The Fox studio was "well below where we hoped it would be when we made the acquisition," Iger said during a conference call with analysts. Particularly underperforming was "Dark Phoenix," a Fox X-Men movie that failed to find its audience. That offset box office successes such as "Avengers: Endgame."
Disney completed its $71 billion acquisition of Fox's entertainment business in March, putting "Cinderella," ?The Simpsons," ?Star Wars" and "Dr. Strange" under one corporate roof. The deal paved the ways for Disney to boost its streaming ventures, with the addition of Fox videos. In May, Disney also gained full control of Hulu after Comcast sold its stake in the streaming service.
Iger said it would be two years before Disney can have an impact on the Fox films in production. "We're all confident that we're going to be able to turn around the fortunes of Fox live action and you'll see those results in a couple of years," he said.
Disney also spent more money on its ESPN Plus and upcoming Disney Plus streaming services. And its results were hurt by taking control of Hulu, including a $123 million charge as it lowered its estimated valuation of the service.

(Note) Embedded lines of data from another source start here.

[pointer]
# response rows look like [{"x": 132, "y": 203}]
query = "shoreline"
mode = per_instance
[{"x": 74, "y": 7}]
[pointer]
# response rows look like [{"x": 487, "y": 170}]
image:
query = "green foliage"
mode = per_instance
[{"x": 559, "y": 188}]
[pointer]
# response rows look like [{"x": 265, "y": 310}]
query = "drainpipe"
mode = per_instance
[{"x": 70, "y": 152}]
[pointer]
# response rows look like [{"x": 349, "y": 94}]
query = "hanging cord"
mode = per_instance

Disney said Tuesday that it will offer its three streaming services in a package for $13. Hulu now costs $6, and ESPN Plus costs $5. The upcoming Disney Plus service will cost $7. So the package will represent a $5 savings. Disney is making the package available Nov. 12, the same day Disney Plus is launching.
Disney is turning to its own streaming services to compete with Netflix as people drop traditional cable services, and Disney loses revenue from its ESPN and traditional channels. Iger said Disney Plus won't have as much video as rivals such as Netflix might have, but it will have quality, including launching with eight "Star Wars" movies, 18 Pixar movies, 70 Disney animated movies, 240 Disney live action movies and 7,500 episodes of Disney TV. The service will launch with four Marvel movies, with eight more to come during its first year.
For the fiscal third quarter, which ended June 29, net income fell to $1.76 billion, from $2.92 billion last year. Excluding one-time items, income totaled $1.35 per share. Earnings from continuing operations fell to $1.44 billion, or 79 cents per share. Analysts surveyed by FactSet expected net income of $1.72 per share.
Revenue rose 33% to $20.2 billion from $15.2 billion, short of the revenue of $21.4 billion analysts expected.